Compute the gradient of $f(x)=\|\text{diag}(x)\|$ with the chain rule

343 Views Asked by At

Consider the function $f:\mathbb{R}^n\to\mathbb{R}$ given by $f(x)=\|\text{diag}(x)\|$, where $\text{diag}(x)\in\mathbb{R}^{n\times{n}}$ is the diagonal matrix with diagonal entries $x_1,x_2,\dots,x_n$, and $\|\cdot\|$ is the spectral norm (matrix 2-norm).

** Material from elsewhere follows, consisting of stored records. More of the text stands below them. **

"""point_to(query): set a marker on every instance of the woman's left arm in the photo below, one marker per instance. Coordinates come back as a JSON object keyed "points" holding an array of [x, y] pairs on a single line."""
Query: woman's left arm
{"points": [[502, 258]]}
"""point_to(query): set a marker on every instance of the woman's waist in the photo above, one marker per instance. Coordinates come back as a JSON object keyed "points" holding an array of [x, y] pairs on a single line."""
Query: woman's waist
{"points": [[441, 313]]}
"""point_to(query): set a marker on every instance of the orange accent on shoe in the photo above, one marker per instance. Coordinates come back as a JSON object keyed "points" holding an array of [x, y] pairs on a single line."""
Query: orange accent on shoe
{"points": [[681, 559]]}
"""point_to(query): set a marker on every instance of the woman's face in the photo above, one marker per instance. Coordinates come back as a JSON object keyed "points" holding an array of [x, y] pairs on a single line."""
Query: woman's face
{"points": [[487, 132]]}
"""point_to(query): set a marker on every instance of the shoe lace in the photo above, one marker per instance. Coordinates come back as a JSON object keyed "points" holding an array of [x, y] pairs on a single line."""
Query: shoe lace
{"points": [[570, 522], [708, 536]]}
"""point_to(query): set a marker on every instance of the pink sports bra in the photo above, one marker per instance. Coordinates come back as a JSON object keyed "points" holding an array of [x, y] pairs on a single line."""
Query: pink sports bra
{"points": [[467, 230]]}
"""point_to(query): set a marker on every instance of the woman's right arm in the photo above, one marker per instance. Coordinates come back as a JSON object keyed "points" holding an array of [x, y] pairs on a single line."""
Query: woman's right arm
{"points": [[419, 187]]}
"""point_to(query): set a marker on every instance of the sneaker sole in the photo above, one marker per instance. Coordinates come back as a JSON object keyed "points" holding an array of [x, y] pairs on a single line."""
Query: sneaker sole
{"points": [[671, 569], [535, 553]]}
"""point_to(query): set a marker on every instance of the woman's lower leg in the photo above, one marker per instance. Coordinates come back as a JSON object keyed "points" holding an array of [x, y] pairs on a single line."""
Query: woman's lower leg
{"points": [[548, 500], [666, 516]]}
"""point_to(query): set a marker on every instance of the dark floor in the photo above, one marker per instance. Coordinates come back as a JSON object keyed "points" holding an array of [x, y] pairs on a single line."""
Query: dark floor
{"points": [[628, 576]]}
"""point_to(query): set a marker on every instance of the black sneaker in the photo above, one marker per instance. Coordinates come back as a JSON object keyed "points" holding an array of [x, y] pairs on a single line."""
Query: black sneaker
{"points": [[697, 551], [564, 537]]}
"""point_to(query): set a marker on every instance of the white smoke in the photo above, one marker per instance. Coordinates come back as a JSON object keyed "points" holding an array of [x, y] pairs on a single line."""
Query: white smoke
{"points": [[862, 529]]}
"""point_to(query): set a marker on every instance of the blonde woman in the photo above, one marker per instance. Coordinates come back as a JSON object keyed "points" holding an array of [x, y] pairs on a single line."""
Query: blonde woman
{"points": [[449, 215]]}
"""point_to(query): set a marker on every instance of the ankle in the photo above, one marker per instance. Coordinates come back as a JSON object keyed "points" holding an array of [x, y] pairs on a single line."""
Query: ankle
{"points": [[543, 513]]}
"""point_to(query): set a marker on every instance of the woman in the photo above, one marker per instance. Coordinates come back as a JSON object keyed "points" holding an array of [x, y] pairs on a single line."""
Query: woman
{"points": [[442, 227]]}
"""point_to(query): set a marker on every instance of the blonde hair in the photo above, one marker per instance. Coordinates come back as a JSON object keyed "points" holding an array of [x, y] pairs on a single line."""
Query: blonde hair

Since the spectral norm of a matrix is its largest singular value, and the singular values of a (square) diagonal matrix are the absolute values of the diagonal entries, we see that $f(x)=\|x\|_\infty$, where $\|\cdot\|_\infty$ is the (vector) sup-norm. In this form, it is easier to deduce the properties of $f$--in particular, it is differentiable at any point $x\in\mathbb{R}^n$ where the largest element of $x$ (in absolute value) is unique. At such a point, the gradient of $f$ is given by $$ \nabla{f(x)}=\text{sgn}(x_k)e_k $$ where $k$ is the index of the (unique) largest entry of $x$ (in absolute value), $e_k$ is the $k^\text{th}$ standard basis vector in $\mathbb{R}^n$, and $\text{sgn}(\cdot)$ is the sign function.

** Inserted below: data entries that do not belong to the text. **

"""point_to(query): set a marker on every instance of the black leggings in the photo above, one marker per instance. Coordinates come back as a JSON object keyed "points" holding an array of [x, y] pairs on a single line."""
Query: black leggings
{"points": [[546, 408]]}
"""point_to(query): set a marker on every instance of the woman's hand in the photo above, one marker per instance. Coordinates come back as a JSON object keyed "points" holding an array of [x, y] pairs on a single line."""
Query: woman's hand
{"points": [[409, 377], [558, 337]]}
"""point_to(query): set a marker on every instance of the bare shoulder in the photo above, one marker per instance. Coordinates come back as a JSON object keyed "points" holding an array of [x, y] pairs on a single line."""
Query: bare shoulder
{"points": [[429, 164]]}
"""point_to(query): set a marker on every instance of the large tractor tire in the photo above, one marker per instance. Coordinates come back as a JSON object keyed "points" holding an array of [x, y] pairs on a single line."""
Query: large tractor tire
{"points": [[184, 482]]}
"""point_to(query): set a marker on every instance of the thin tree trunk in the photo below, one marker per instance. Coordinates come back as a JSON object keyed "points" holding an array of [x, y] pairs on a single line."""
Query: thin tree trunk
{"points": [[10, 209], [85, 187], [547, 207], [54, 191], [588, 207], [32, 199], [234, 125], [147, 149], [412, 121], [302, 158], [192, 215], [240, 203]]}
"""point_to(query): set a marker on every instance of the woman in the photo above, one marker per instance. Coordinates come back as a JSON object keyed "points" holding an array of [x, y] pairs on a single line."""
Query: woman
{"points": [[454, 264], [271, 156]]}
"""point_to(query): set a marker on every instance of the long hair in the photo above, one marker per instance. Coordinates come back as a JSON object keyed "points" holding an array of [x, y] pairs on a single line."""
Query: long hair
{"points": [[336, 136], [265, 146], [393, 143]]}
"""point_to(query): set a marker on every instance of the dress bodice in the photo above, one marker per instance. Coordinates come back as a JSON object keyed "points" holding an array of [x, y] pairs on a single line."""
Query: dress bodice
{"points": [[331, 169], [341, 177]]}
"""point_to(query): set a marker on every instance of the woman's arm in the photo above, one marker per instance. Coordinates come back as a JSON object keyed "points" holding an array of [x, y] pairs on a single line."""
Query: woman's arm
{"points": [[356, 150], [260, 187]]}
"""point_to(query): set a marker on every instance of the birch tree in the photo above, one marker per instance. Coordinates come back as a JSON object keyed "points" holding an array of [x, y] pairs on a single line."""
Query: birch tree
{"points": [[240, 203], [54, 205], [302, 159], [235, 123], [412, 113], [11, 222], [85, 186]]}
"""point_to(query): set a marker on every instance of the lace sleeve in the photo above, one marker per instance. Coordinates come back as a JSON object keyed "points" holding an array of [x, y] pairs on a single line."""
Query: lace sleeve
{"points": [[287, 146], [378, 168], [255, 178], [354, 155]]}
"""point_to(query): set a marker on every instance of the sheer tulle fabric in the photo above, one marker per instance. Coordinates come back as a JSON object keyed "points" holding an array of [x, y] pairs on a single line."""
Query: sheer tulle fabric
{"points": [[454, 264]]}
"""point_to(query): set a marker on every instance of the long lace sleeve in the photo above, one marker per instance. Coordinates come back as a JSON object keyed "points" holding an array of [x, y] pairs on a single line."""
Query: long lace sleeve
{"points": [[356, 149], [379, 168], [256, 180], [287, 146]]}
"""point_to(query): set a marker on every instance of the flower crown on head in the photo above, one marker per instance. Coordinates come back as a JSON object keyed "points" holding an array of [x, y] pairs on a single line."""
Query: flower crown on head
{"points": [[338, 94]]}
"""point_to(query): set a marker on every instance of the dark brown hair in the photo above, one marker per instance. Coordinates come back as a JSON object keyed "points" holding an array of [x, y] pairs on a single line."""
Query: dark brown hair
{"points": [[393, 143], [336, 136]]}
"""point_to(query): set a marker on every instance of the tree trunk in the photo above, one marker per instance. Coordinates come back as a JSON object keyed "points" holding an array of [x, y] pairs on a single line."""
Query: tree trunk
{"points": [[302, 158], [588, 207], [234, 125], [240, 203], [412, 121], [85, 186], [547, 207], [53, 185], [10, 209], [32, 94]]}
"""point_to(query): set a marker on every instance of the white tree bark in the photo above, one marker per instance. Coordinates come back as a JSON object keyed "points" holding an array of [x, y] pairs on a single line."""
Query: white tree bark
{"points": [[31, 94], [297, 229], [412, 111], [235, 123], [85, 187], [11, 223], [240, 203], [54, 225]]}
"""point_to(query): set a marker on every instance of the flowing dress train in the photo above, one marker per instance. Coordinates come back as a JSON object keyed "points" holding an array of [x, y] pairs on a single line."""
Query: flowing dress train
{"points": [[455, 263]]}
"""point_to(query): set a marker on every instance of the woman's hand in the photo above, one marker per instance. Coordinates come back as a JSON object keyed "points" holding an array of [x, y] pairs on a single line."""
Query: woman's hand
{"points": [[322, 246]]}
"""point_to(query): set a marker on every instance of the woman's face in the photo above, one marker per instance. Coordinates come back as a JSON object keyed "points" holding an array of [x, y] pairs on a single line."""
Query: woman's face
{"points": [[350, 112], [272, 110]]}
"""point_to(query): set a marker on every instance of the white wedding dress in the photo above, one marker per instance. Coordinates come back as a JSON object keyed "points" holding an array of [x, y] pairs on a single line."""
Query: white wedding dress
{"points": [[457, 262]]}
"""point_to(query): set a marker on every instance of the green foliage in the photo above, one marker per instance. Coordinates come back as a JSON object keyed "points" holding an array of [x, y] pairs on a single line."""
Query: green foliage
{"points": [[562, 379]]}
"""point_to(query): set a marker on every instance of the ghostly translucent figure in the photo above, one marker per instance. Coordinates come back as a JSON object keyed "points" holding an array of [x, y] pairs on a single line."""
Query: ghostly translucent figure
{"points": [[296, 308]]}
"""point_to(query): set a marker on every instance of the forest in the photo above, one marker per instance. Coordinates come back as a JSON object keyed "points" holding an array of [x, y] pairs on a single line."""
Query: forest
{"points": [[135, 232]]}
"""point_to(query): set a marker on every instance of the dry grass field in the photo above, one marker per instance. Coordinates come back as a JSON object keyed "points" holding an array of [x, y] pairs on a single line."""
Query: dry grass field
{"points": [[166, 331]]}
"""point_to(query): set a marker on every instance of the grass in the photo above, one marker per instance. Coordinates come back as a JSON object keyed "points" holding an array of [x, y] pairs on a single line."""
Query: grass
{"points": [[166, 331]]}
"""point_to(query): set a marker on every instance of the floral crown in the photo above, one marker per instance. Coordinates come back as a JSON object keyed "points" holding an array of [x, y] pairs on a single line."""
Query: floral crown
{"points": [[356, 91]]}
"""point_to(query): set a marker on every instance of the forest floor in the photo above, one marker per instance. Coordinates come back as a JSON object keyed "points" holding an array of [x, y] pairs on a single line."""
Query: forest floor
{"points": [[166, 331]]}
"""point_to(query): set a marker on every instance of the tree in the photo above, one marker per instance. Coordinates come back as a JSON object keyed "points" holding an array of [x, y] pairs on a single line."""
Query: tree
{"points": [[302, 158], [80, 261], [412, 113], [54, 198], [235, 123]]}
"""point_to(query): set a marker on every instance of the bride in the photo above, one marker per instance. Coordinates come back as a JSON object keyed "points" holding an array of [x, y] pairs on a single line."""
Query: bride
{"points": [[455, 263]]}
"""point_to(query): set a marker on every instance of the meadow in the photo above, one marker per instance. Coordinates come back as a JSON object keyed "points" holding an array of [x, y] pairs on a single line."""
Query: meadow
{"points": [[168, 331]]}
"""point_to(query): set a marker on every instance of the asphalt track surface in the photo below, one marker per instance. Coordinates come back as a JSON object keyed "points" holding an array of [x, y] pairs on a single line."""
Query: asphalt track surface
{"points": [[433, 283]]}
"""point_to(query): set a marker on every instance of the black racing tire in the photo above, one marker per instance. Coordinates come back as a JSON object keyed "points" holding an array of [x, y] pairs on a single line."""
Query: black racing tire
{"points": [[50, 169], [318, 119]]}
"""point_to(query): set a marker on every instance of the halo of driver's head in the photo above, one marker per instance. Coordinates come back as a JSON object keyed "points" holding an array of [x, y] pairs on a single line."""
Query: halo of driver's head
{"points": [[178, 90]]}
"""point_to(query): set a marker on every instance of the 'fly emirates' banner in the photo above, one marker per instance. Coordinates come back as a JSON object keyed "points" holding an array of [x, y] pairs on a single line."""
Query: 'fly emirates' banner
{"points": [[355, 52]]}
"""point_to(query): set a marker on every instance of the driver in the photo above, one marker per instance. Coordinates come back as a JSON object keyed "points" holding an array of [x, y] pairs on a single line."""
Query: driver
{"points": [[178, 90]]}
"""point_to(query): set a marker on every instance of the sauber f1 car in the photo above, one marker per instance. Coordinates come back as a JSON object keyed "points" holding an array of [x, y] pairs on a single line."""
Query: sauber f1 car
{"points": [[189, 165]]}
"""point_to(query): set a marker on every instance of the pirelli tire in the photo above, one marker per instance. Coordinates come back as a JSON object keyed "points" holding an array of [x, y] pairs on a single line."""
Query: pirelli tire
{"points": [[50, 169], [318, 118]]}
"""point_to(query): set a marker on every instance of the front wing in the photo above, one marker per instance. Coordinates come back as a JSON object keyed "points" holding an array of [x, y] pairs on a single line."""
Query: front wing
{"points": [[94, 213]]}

I want to deduce the above expression for the gradient using the chain rule applied to $f(x)=(g\circ{h})(x)$, where $g:\mathbb{R}^{n\times{n}}\to\mathbb{R}$ is given by $g(A)=\|A\|$, and $h:\mathbb{R}^n\to\mathbb{R}^{n\times{n}}$ is given by $h(x)=\text{diag}(x)$.

The "Jacobian" of $h$ is a three-dimensional object, where $$ \frac{\partial[h(x)]_{ij}}{\partial{x_k}}=\begin{cases}1,&i=j=k,\\0,&\text{else.}\end{cases} $$ The function $g$ is differentiable at any point $A$ where $A$ has a unique largest singular value, in which case the gradient(?) is given by $$ \nabla{g(A)}=uv^\text{T}, $$ where $u$ and $v$ are the left and right singular vectors (respectively) corresponding to the (unique) largest singular value of $A$.

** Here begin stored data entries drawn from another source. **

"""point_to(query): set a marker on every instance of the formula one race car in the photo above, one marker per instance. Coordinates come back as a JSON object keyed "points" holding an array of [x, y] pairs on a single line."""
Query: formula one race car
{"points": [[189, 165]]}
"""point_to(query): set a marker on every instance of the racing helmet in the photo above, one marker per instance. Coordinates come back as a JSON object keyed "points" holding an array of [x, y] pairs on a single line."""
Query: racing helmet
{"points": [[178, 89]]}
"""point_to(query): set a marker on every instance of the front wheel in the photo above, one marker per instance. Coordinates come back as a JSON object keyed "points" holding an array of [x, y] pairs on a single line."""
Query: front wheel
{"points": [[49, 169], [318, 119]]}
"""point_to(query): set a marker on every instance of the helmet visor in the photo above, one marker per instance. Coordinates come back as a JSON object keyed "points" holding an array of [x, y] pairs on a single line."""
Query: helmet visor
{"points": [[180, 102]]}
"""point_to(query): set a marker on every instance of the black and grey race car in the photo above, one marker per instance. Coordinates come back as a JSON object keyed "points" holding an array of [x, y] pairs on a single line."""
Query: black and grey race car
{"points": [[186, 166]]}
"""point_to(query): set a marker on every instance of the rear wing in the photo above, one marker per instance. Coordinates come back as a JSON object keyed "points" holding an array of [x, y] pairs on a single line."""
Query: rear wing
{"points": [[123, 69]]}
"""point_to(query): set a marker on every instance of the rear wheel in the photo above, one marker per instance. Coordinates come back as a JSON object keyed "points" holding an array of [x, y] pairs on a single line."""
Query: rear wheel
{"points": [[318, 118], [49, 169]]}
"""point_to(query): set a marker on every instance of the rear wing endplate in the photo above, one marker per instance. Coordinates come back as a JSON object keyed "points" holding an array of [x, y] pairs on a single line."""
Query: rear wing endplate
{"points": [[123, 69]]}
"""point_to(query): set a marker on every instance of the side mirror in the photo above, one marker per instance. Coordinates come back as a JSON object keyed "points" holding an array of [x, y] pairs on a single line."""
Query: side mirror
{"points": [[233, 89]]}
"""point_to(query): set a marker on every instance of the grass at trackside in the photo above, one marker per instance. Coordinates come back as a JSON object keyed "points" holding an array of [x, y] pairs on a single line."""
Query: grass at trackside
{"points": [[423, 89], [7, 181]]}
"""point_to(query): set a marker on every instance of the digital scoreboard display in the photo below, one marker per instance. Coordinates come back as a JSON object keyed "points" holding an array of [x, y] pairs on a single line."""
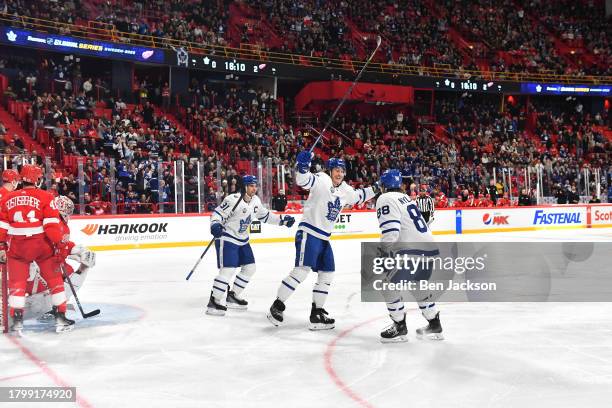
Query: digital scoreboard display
{"points": [[231, 65]]}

So I essentially have a three-dimensional object and a 2-dimensional object, and I want to apply the chain rule to get the gradient, a 1-dimensional object (i.e. a vector). A straightforward application suggests "multiplying them together" (not sure that concept is even defined), which seems like it would produce a matrix. What simple thing am I missing here?

1

There are 1 best solutions below

3
On BEST ANSWER

A hint rather than a complete answer

It might help to think of $\Bbb R^{n \times n}$ as $\Bbb R^{n^2}$.

Now $h$ is a function from $\Bbb R^n$ to $\Bbb R^{n^2}$ and $g$ is a function from $\Bbb R^{n^2}$ to $\Bbb R$, so the composite goes from $\Bbb R^n$ to $\Bbb R$. Can you work out the $k$th partial derivative of this?

When you do, you may find out that the result you get is surprisingly closely related to matrix multiplication (of some sort) of the derivatives of $h$ and $g$...or you may not.

Just to get you started, $$\nabla g(A)_{ni + j} = u_i v_j,$$ where I'm working with indices that go from $0$ to $n-1$ here.

Can you now work out the $ni + j$th entry of the $k$th partial derivative of $g \circ h$?